After Pessoa’s death vast quantities of unpublished prose and verse were discovered jumbled in a big trunk at his sister’s house.  Since then sifting through the material, publishing it, discussing and interpreting it has become a growth industry in European academic circles.

No label fits him: symbolist, modernist, existentialist, occultist even – he was all of them at different times and sometimes simultaneously. His poetry is controlled, unsentimental, totally removed from unreflecting spontaneity.

Central to it are the mystery and terror of existence and the anguished endeavour to make sense of oneself in relation to the universe. Why in God’s name or for no reason at all did the universe come into existence? If life ends in blank nothingness what is its purpose – to what end do we potter around for a few decades and then disappear?
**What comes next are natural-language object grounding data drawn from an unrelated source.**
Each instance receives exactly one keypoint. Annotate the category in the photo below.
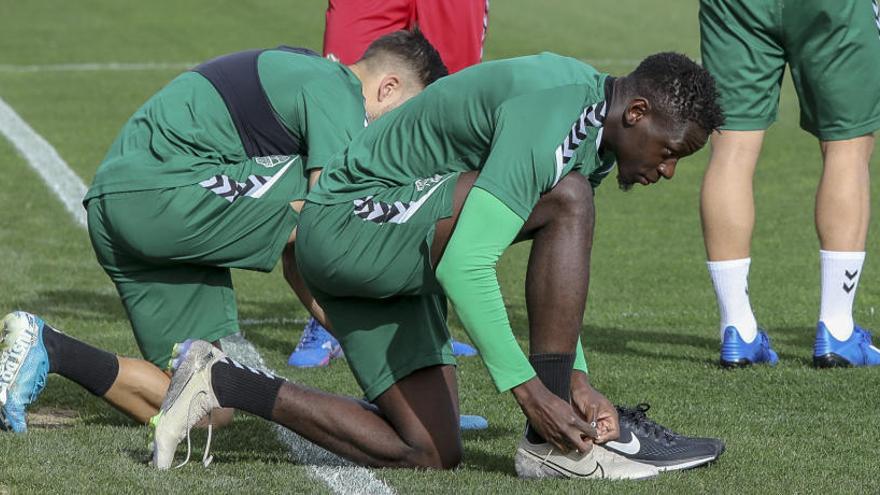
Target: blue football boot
(472, 422)
(24, 366)
(316, 347)
(736, 353)
(460, 349)
(857, 350)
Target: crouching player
(420, 207)
(208, 175)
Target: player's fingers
(585, 428)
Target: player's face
(650, 151)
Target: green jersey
(185, 133)
(524, 123)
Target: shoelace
(206, 458)
(638, 416)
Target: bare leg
(843, 209)
(417, 427)
(138, 390)
(726, 200)
(843, 204)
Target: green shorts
(368, 264)
(169, 251)
(832, 48)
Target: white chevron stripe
(588, 117)
(415, 205)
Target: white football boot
(544, 461)
(190, 398)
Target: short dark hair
(680, 88)
(413, 50)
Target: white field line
(43, 158)
(339, 475)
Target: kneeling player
(420, 207)
(206, 176)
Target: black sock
(245, 388)
(94, 369)
(554, 371)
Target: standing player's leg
(842, 212)
(834, 53)
(727, 209)
(742, 50)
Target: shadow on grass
(619, 341)
(76, 304)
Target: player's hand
(592, 406)
(553, 418)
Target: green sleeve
(484, 230)
(580, 362)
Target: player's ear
(389, 84)
(636, 110)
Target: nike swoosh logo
(265, 187)
(415, 205)
(632, 447)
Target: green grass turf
(650, 328)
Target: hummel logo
(631, 447)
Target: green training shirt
(524, 123)
(184, 134)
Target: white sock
(841, 271)
(731, 281)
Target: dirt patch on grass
(52, 417)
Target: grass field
(651, 323)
Pessoa is a deeply serious poet. No poem must come easily. Each must be a new raid on the inarticulate, a fresh attempt to capture the uncapturable. He expresses it like this in one stanza of a poem called. Soon As There Are Roses:

Soon as there are roses, I want no roses

I want them only when there can’t be any.

What should I do with the things, many,

On which, at will, any hand closes?

A remarkable feature of Pessoa’s work is his invention of three poetic persona through which he expresses himself. Here is an extract from a poem by “Ricardo Reis” who is Pessoa writing in his neo-pagan persona, a Horace who has wandered into the 20th century. The poem strikes a chord in me, perhaps in all of us who are old, as we face an “Autumn [which] comes/With its implicit Winter.” How distant the sound seemed once, but mortality’s whisper is much closer and louder now.

From Odes

By Fernando Pessoa (translated by Peter Rickard)

Destiny, O Lydia, is my dread. Nothing is sure.

At any hour, that may befall us

By which we are entirely changed.

Beyond the known, our every step

Is strange: stern spirits guard

The boundaries of custom.

We are not gods; our blindness bids us fear.

Let us prefer the meager gift of life

To the novelty of the abyss.

 

Build no Utopia, Lydia, for the time

You fancy yet to be, nor count upon

Tomorrow. Today fulfils itself, and does not wait.

You are yourself your life.

Contrive no plan, for you are not to be.

Perhaps between the cup you drain

And the same replenished, Fate

Will interpose the void.

 

When, O Lydia, our Autumn comes

With its implicit Winter, let’s save

A thought, not for that future

Spring, which others will enjoy,

Nor for that Summer whose dead we are,

But for the remnant of what passes on –

The present yellow in the life of leaves,

Making them different.

It is a sad thought that so much we loved, so many we loved, will never come again. But let us not despair. No day is the same, for the old as much as for the young, and what is beautiful and different in all the days which are left can be savoured to the end. Probably we should plan not much further than that. Around the next bend in the river may come great Kaieteur.